Tempo di Pasqua, tempo di ferie (anche per me). E la drammaticità del rientro è direttamente proporzionale alla loro durata. Negli ultimi tempi è successo di tutto: medici sospesi per aver consentito ad infermieri di gestire autonomamente ambulanze del Pronto Soccorso, somministrando farmaci senza prescrizione medica, ma basandosi solo su protocolli e linee guida (addirittura!), infermieri che montano una ribellione contro “opinionisti” che dichiarano in televisione che l’infermiere triagista non ha studiato per questo (e loro per cosa hanno studiato?), infermieri additati come angeli della morte che poi vengono apparentemente scagionati da errori di trascrizione delle intercettazioni.
Non c’è dubbio che i tempi stiano cambiando e che la sanità sia investita da una serie di innovazioni e vicende che vedono da una parte professionisti pronti al cambiamenti, dall’altra forze che si oppongono e resistono, soprattutto per effetto di reticenze culturali, a questa evoluzione.
Bene, ma dove ci stanno portando questi cambiamenti? Mi abbandono di seguito ad una serie di riflessioni.
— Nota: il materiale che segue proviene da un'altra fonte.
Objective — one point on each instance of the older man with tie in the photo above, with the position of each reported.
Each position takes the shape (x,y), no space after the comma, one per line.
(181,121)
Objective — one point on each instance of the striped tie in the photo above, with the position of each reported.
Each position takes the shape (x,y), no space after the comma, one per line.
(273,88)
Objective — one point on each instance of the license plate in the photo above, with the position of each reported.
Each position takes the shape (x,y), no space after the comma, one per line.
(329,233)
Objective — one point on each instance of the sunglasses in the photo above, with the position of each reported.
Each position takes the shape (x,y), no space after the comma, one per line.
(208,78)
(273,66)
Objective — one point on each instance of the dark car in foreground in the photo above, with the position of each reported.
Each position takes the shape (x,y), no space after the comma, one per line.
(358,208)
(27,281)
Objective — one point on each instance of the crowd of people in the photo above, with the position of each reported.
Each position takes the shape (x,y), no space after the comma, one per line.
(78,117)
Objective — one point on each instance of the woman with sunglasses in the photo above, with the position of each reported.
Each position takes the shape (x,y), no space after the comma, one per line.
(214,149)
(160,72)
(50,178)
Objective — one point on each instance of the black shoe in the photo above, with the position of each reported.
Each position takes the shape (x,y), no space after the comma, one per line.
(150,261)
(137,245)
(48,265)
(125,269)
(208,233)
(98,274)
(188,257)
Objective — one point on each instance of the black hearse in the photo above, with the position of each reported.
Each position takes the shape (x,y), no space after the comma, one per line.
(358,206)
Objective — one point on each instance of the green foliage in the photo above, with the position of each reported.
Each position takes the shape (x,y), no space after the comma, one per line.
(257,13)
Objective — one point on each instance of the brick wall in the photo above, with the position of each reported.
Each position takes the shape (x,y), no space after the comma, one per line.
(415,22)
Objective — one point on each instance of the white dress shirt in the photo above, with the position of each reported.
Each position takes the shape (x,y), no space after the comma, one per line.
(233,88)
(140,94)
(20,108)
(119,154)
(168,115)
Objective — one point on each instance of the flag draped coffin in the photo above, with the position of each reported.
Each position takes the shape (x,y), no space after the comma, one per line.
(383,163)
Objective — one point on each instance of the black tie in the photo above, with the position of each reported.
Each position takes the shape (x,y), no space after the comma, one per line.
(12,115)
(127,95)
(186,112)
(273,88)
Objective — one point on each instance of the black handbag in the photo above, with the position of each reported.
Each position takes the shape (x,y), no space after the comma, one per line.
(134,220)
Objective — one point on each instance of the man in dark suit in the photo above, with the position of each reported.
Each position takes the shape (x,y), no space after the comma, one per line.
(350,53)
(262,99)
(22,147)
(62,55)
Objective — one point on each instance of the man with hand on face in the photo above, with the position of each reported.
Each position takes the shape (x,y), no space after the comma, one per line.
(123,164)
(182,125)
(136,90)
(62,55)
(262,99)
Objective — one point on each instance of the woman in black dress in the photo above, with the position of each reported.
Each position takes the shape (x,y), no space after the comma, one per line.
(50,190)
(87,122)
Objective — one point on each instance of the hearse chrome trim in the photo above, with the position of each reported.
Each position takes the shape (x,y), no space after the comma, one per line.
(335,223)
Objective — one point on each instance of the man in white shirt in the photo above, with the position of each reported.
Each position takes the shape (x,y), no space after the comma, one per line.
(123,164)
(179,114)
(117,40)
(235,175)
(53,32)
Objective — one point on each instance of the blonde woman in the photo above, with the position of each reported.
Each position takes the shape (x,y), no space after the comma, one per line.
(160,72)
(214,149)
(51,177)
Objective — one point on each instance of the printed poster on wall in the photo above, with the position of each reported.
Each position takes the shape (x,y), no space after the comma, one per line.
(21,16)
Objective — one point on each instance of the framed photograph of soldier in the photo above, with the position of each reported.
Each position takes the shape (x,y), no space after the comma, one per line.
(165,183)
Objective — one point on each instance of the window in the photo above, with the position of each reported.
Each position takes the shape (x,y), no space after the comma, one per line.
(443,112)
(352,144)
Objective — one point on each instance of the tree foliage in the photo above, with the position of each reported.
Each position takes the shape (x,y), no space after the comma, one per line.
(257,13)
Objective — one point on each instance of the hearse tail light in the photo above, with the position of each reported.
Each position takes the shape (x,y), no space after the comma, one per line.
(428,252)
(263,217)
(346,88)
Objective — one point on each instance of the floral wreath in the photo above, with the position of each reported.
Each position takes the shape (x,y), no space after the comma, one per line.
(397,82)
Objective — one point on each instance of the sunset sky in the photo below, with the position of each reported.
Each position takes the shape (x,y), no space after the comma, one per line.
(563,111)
In primo luogo, le esigenze di contenimento dei costi, dettate dalla crisi economica ma non solo, stanno aprendo grandi spazi di crescita per l’infermiere, ancora tutti da sfruttare per fornire all’opinione pubblica una nuova e più evoluta immagine della professione, che sicuramente sta beneficiando anche di un fisiologico calo del numero dei medici, legato al tanto discusso numero chiuso adottato negli ultimi anni dalle università.
Ma quali sono gli scenari futuri dei sistemi sanitari in cui si farà strada questa versione “2.0”, per usare una diffusa terminologia del web, dell’infermiere? Non c’è dubbio che ormai siano statisticamente preponderanti nella popolazione le patologie cronico – degenerative, legate spesso ad abitudini di vita giudicate scorrette: la cattiva alimentazione (e l’obesità), l’alcolismo, il tabagismo. Da esse dipendono patologie come il diabete, la cirrosi epatica, la broncopneumopatia cronico-ostruttiva, che implicano un’assistenza medico – infermieristica a lungo termine estremamente complessa e costosa. Pazienti con queste patologie costituiscono ormai la quotidianità di molti reparti e servizi ospedalieri e territoriali. Un’ampia fascia della popolazione, tuttavia, da tempo persegue stili di vita sani, trovandosi dunque meno esposta a contrarre le patologie suddette.
Fermiamoci un attimo, riprenderemo questo punto tra poco.
E’ inoltre innegabile che negli ultimi anni l’Europa sia al centro di una fortissima pressione migratoria che sta già dividendo l’opinione pubblica (e le forze politiche). I nuovi migranti si aggiungono ai vecchi, ma il comune denominatore è la provenienza da Paesi con una assistenza sanitaria scadente.
Specialmente in Paesi come l’Inghilterra o la Francia, i cittadini extracomunitari rappresentano la maggioranza dei pazienti che accedono ai servizi sanitari, specie in determinate aree in cui costituiscono anche la maggioranza della popolazione residente.
Tutto ciò si traduce in costi, sostenuti normalmente attraverso l’imposizione fiscale, nei Paesi con assistenza sanitaria pubblica, da cittadini europei, benestanti o che comunque svolgono un’attività lavorativa, in favore di cittadini, stranieri e non, che spesso non hanno contribuito nè contribuiscono al prelievo fiscale, in quanto disoccupati o beneficiari di benefits (sussidi) a vario titolo.
Ora: per quanto tempo un (ad esempio) professionista europeo, economicamente agiato, tollererà di rimanere in coda al Pronto Soccorso o di attendere mesi un intervento chirurgico perchè dinanzi a lui ci sono immigrati o connazionali che hanno da sempre vissuto di sussidi statali?
Per quanto tempo una persona che ha sempre osservato uno stile di vita “salutista” sarò disposta ad attendere settimane per un appuntamento con uno specialista, la cui lista d’attesa è intasata da pazienti obesi, tabagisti, alcolisti?
La sanità pubblica, a mio parere, sta già subendo l’esodo di queste categorie di pazienti, che si rivolgono fin d’ora a strutture private.
Ma prevedo che tra non molto l’intero sistema dell’assistenza sanitaria cesserà di essere pubblico e gratuito per tutti, nei Paesi, come il Regno Unito e l’Italia, in cui ancora sopravvive. Si assisterà invece ad una creazione di un modello privatistico – assicurativo di stampo statunitense, lasciando ai pazienti poveri ed agli immigrati una assistenza di bassa qualità in pochi centri che resteranno pubblici.
Uno scenario inquietante? Forse. Ai posteri – come si suol dire – l’ardua sentenza.